Une nouvelle attaque attribuée aux rebelles ADF a frappé, dans la soirée du samedi 24 janvier 2026, le village de Musenge, situé dans la chefferie de Baswagha, au sud du territoire de Lubero (Nord-Kivu). Plusieurs infrastructures ont été incendiées et deux militaires FARDC ont perdu la vie lors de l’intervention des forces de sécurité.

Les faits se sont produits aux environs de 20 heures, lorsque des hommes armés ont fait irruption dans la localité, mettant le feu à des habitations ainsi qu’à des bâtiments sociaux de base. Cette attaque a provoqué une panique généralisée au sein de la population. Alertées, les Forces armées de la République démocratique du Congo (FARDC) sont rapidement intervenues afin de repousser les assaillants et empêcher l’extension de l’attaque vers les villages voisins.

Selon le colonel Alain Kiwewa Mitela, administrateur du territoire de Lubero, le bilan provisoire fait état de 14 maisons incendiées, dont une structure sanitaire et une partie de l’église catholique de la place.

« L’attaque a eu lieu vers vingt heures. Quatorze maisons ont été incendiées, y compris une partie de l’église catholique et un centre de santé. Les forces de défense sont intervenues pour limiter les dégâts. Deux militaires ont perdu la vie lors de cette intervention. Aucun civil n’a été tué », a-t-il précisé.

Craignant pour leur sécurité, tous les habitants de Musenge ont fui la localité, désormais presque entièrement abandonnée. Les déplacés se sont réfugiés dans des zones jugées plus sûres, notamment Musienene, Kyambogho, Musimba ainsi que dans la ville de Butembo.

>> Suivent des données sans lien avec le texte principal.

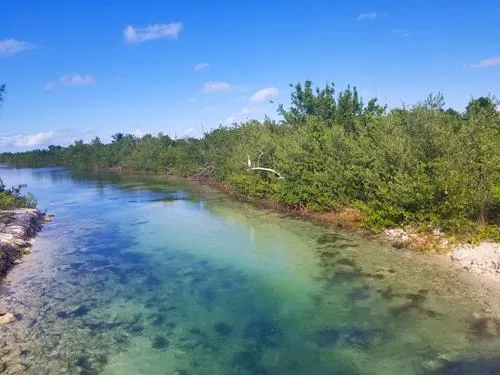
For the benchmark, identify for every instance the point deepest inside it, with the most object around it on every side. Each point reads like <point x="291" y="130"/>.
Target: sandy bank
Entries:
<point x="17" y="230"/>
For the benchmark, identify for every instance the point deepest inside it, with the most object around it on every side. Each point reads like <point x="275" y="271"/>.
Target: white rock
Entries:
<point x="7" y="318"/>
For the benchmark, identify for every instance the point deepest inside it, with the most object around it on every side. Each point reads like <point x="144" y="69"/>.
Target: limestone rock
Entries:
<point x="7" y="318"/>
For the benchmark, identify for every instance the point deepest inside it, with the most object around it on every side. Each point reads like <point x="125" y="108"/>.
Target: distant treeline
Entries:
<point x="411" y="165"/>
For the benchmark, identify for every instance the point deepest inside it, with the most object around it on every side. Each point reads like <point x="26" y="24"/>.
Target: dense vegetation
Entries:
<point x="12" y="198"/>
<point x="422" y="165"/>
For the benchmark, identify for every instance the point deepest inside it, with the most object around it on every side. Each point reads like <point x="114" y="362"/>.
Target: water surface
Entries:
<point x="137" y="275"/>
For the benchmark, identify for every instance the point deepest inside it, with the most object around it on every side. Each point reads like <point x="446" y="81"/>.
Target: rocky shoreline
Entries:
<point x="17" y="229"/>
<point x="482" y="259"/>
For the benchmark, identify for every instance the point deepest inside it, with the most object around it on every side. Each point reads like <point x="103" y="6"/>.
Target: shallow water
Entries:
<point x="136" y="275"/>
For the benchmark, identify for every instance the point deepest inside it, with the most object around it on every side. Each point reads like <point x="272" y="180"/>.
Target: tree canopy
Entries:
<point x="409" y="165"/>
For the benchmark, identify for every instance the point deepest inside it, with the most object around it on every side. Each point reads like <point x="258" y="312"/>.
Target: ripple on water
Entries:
<point x="156" y="287"/>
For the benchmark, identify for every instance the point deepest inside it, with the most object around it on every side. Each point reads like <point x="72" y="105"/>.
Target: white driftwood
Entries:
<point x="259" y="168"/>
<point x="267" y="170"/>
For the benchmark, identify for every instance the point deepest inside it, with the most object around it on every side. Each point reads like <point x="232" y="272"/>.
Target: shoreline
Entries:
<point x="18" y="228"/>
<point x="481" y="260"/>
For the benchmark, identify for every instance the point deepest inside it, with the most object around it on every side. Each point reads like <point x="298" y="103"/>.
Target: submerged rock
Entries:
<point x="160" y="342"/>
<point x="487" y="327"/>
<point x="7" y="318"/>
<point x="223" y="329"/>
<point x="326" y="337"/>
<point x="265" y="332"/>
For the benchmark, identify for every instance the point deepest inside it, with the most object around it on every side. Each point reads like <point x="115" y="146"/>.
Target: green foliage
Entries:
<point x="420" y="165"/>
<point x="12" y="198"/>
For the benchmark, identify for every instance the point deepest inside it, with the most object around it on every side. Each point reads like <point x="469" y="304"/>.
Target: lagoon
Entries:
<point x="141" y="275"/>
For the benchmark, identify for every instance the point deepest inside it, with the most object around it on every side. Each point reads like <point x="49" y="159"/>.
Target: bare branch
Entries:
<point x="268" y="170"/>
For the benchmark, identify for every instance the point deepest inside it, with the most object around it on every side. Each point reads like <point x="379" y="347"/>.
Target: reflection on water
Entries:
<point x="137" y="276"/>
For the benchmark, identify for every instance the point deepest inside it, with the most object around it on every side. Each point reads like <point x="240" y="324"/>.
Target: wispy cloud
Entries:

Le colonel Alain Kiwewa Mitela alerte par ailleurs sur une situation humanitaire de plus en plus préoccupante, appelant à une assistance urgente en faveur des populations déplacées.

« Le village est vidé de sa population. Les habitants ont fui vers des zones jugées plus sûres, notamment Musienene, Kyambogho, Musimba ainsi que la ville de Butembo. La situation humanitaire dans la zone demeure préoccupante et nécessite une assistance urgente », ajoute l’autorité territoriale.

Dans son rapport de monitoring publié jeudi dernier, le comité local de protection communautaire du territoire de Lubero dresse un tableau alarmant de la situation sécuritaire. Depuis le début du mois de janvier, au moins 54 civils ont été tués, en plus de nombreux dégâts matériels, dans la chefferie de Baswagha et le secteur de Bapere.